In this comparison, DHIL (5.
7% yield) pays a dividend. AMG does not pay a meaningful dividend and should not be held primarily for income.
09Is AMG or DHIL better for a retirement portfolio?
For long-horizon retirement investors, Diamond Hill Investment Group, Inc.
(DHIL) is the stronger choice — it scores higher on the combination of lower volatility, dividend reliability, and long-term compounding (low volatility (β 0. 57), 5. 7% yield). Both have compounded well over 10 years (DHIL: +54. 5%, AMG: +89. 1%), confirming both are viable long-term holds — but the lower-volatility option typically results in less emotional selling during corrections. Retirement portfolios generally favour predictability over maximum returns. Consult a financial advisor before making allocation decisions.
10What are the main differences between AMG and DHIL?
Both stocks operate in the Financial Services sector, making this a peer-level intra-sector comparison — the same macro tailwinds and headwinds will affect both.

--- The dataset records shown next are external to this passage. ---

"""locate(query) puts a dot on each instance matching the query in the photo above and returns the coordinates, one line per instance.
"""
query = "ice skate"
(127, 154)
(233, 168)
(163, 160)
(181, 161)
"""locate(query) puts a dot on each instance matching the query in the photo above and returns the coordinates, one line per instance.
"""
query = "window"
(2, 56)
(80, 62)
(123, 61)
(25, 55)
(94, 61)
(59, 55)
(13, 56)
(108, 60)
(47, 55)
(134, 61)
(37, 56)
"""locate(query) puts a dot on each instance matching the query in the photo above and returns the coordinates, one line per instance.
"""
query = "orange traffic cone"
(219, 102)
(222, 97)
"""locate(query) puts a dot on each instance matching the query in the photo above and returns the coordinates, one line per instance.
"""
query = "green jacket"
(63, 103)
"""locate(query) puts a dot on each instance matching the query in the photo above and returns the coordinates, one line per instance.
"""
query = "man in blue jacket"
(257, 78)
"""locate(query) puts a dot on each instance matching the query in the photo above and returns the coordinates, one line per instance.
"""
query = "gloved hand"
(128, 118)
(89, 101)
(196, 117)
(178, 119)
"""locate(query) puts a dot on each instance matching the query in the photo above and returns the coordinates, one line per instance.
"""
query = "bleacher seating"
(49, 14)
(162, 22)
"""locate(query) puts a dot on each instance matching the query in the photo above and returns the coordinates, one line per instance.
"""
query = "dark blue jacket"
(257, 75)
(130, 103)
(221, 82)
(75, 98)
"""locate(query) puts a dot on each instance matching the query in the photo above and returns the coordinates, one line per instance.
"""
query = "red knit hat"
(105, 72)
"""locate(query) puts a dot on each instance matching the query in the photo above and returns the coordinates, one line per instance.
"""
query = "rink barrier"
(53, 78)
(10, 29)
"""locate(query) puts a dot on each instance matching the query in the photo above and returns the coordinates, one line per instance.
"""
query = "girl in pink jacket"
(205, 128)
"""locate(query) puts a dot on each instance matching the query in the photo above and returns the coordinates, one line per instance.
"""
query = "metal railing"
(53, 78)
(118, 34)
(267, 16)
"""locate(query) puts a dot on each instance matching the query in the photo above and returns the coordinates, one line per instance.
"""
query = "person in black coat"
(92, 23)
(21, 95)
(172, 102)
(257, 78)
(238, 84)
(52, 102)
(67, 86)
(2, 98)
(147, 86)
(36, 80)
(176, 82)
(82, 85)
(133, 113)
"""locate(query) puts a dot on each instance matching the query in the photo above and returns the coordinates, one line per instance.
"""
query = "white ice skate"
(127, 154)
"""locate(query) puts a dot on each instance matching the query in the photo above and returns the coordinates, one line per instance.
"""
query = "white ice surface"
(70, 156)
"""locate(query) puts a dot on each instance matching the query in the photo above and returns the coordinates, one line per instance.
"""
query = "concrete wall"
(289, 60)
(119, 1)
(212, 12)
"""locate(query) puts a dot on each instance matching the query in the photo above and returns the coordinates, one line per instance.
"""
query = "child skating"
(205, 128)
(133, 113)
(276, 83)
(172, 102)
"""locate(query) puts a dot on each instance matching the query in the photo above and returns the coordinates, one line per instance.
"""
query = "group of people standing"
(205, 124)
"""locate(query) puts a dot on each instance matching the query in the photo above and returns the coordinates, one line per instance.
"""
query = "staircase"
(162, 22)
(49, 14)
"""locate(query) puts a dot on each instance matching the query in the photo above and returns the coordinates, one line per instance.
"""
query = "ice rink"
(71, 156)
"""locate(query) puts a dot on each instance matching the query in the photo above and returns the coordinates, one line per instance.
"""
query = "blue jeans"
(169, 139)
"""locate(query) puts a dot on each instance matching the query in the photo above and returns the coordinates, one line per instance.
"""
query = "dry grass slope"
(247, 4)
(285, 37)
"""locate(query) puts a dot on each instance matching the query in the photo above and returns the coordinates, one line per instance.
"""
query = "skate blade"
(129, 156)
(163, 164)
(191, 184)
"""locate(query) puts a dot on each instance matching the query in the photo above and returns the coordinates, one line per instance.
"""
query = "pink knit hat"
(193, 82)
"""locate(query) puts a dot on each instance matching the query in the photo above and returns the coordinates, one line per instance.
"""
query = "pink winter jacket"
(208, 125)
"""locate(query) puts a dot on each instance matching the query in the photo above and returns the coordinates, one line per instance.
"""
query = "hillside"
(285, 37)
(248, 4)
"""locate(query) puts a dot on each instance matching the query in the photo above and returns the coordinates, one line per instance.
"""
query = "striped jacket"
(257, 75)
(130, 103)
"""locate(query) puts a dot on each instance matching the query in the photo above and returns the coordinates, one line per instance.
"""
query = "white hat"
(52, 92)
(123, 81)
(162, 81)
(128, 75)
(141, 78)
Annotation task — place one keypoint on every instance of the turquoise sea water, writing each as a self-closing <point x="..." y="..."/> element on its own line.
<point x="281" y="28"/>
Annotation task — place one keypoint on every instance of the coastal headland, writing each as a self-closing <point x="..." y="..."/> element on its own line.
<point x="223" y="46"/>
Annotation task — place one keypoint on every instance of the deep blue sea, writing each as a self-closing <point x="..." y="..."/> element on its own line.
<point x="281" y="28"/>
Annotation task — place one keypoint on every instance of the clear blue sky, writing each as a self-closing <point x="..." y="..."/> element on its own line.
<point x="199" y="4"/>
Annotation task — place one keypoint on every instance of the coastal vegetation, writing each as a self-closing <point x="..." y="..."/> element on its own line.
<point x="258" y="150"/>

In terms of investment character: AMG is a small-cap high-growth stock; DHIL is a small-cap deep-value stock. DHIL pays a dividend while AMG does not, making them suitable for different income and tax situations. These fundamental differences mean investors should not choose between them on a single metric — the "better stock" depends entirely on which of these characteristics aligns with your investment strategy.